Towards strategic educational planning at departmental level 

As part of its technical support, IIEP-UNESCO has been organizing, since 2019, a series of workshops bringing together all DDEs. Some of them are intended for planners and technical officers who are destined to become planners; others are aimed at a wider audience of departmental directors and heads of department, but also at inspectors or district coordinators. 

‘During the first phase of the project, each DDE was able to produce its own diagnosis of the departmental education system. These 10 documents highlight the difficulties specific to each region. When you take into account the conditions surrounding data accessibility in the country, this is a success ... and an important first at the departmental level,’ explains Hélène Bessières, coordinator of the IIEP-UNESCO technical support programme in Haiti. 

The next step for the participants was realizing an annual plan of activities specific to each DDE. By setting out the objectives and the action plan, these operational documents pave the way for strategic planning, adapted to the needs identified at departmental level. 

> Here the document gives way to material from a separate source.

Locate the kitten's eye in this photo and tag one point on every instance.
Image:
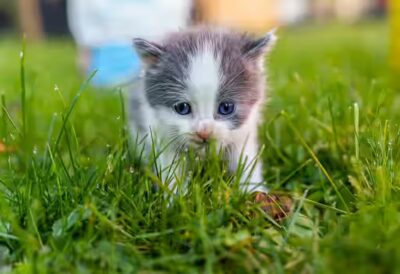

However, the project's modalities and schedule had to be revised following two successive major crises that affected the country: first, the country’s long socio-political stalemate at the end of 2019 (the ‘peyi lòk’), and then the COVID-19 pandemic a few months later. While departmental planning specialists will continue to benefit from face-to-face workshops as soon as the health context allows, a distance learning programme has been planned in parallel for the other participants. 

 

Combining training in planning and coaching 

Another feature unique to this project is that all IIEP-UNESCO workshops are followed by an on-the-job coaching session. These tailor-made sessions are led by executives from the Haitian MENFP who have been trained by IIEP-UNESCO. Each DDE can thus learn from a pair of coaches, both experienced planners, working at either the central or decentralized level. The challenge: to enable participants to put into practice, in their workplace, the technical knowledge provided by the training, and thus encourage the adoption of new planning techniques and habits. 

Jacksonn Joseph is part of the team of coaches working with the DDEs. Having completed IIEP-UNESCO's in-depth training programme in 2012, he is now a planner and technical coordinator in the general directorate of the MENFP.

He shares his experience here:

Read the transcript

Jacksonn Joseph,  Technical Coordinator at the General Directorate of the Ministry of National Education and Vocational Training of Haiti,  Education Sector Planner

The role of the coach is to ensure that the team has understood the message conveyed by IIEP staff. We also help the DDE managers taking part in the training to carry out the exercises. The coach will not carry out the exercises in the place of the participant, but must make sure that the participant has understood the statement and that there are no worries. If the message is not clear, the coach goes back to what was said by the trainers. In some cases, we therefore carry out training sessions for participants.

 

When carrying out the diagnostics, we observed that the participants did not always master the calculation or interpretation of certain indicators, particularly when it came to flow. From our discussions, we were able to identify the problems and correct them together. This enabled us to unblock situations. Using the diagnoses, we will be able to support colleagues in drawing up their departmental activity plan.’

Jacksonn Joseph, Coach and educational planner in the Haitian MENFP

IIEP-UNESCO's research findings indicate that the level of implementation of decentralization policies depends to a large extent on the effectiveness of a school’s closest local education administration structure. Developing the capacities of local actors in the field of educational planning – including DDEs – and giving them greater autonomy in the professional development of their teams appears to be a key factor for success.